21. 2.2Investigate the protective role Se and selenoproteins play in oxidative protein folding induced oxidative stress. Oxidative folding in the ER is associated with formation of H2O2 molecules for each formed disulfide bond. The insulin molecule contains three disulfides and its increased synthesis may be linked with strong oxidative stress with subsequent b-cells death. At the same time, b-cells have only 1% of catalase, 2% of GPx, and 29% of SOD activity compared to liver cells. In this experiment, we will estimate the roles of different selenoproteins in b-cells protection from oxidative stress associated death. Experiment Design.I6A transgenic model and corresponding control samples of b-cells from Specific Aim 1.1, and b-cells conditional Sec tRNA KO model samples will be analyzed for oxidative damage. Selenoprotein expression will be estimated by Western Blot and 75Se metabolic labeling. This experiment will allow us to address the contribution of housekeeping and stress related selenoproteins in b-cells protection from oxidative stress. Expected Outcomes of Specific Aim 2.2.We expect to observe a protective role of Se and ER selenoproteins in ER stress conditions. In addition, we expect that Se and selenoproteins are involved in b-cells protection from protein folding-mediated oxidative stress.

22. Summary of expected outcome: • We will determine roles of Se and particular selenoproteins in glucose homeostasis control. • 2. We will show the roles of Sec-containing glutathione peroxidases in insulin signaling pathways. • 3. We will determine the roles of Se and selenoproteins in protection of pancreatic b-cells from ER stress and oxidative stress.
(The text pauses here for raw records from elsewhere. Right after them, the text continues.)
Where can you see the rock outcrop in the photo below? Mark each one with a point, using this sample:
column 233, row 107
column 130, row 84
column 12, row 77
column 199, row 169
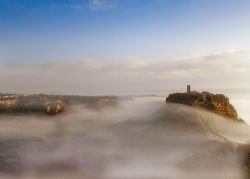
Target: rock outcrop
column 38, row 104
column 217, row 103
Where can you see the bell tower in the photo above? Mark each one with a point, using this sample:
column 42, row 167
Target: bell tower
column 188, row 88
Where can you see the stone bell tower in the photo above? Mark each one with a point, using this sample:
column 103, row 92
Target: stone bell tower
column 188, row 88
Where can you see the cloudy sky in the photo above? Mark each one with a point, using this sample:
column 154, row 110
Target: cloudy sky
column 97, row 47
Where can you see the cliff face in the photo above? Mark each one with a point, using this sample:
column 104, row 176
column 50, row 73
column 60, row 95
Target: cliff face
column 30, row 104
column 217, row 103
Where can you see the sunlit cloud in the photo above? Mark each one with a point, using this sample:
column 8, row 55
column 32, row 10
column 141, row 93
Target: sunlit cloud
column 229, row 69
column 102, row 4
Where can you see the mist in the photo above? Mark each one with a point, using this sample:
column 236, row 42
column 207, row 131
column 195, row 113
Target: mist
column 139, row 137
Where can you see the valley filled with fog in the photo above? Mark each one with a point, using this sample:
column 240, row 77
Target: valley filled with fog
column 138, row 137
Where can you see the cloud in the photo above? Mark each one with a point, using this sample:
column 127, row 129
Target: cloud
column 102, row 4
column 230, row 69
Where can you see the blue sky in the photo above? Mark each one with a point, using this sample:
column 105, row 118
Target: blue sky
column 66, row 30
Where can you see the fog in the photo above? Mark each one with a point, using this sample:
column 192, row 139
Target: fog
column 138, row 138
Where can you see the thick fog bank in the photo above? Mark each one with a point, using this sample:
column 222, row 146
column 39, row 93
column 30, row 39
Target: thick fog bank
column 138, row 138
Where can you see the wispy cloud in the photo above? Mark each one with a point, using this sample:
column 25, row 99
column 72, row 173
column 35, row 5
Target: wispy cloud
column 228, row 69
column 102, row 4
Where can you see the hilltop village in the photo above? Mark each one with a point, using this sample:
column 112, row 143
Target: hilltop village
column 217, row 103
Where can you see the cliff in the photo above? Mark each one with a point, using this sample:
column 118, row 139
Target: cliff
column 217, row 103
column 30, row 104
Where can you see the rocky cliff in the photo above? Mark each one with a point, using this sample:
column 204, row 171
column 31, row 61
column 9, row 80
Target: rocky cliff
column 217, row 103
column 30, row 104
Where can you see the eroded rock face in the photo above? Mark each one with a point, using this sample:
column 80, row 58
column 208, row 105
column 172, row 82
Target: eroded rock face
column 217, row 103
column 38, row 104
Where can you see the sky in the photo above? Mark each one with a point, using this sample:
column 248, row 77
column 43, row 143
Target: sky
column 99, row 47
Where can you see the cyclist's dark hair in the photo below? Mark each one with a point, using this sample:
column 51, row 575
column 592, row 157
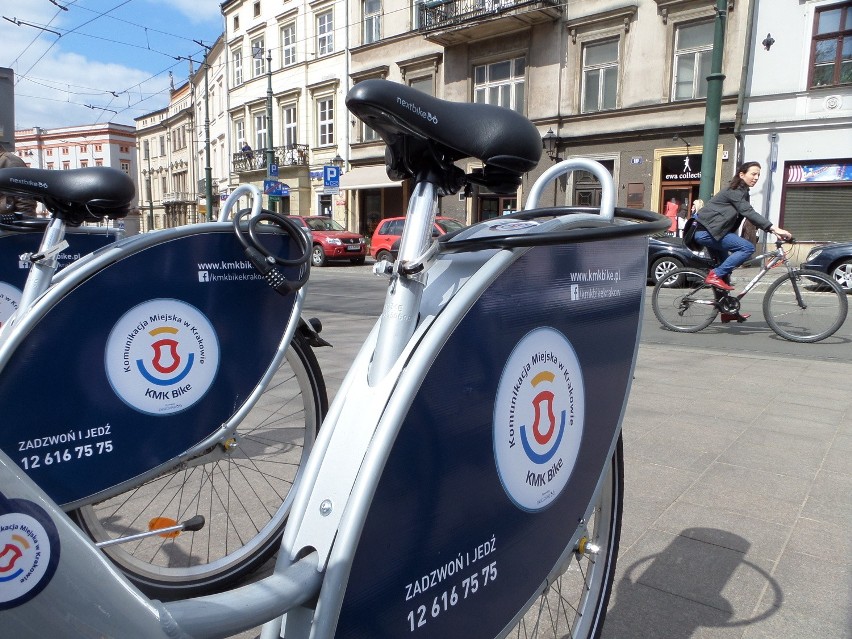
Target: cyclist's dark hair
column 737, row 181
23. Proposed project and NPOD mission Selenium is essential micronutrient in human diet. Our study will help to explore mechanisms of Se associated diabetes development and will help to redefine an optimal level of dietary Se, as well as the upper subtoxic limit, to provide health benefits in cancer prevention without risk of diabetes development. Current research projects and link to nutrigenomics: This project is logically based on my recent work. I have strong experience in selenium biology and more than 20 of my recent publications are related to identification and functional characterization of selenoproteins. I developed and characterized several selenoprotein knockout mouse models. One of my side-project is related to the boron metabolism and identification of the mechanisms of boron toxicity.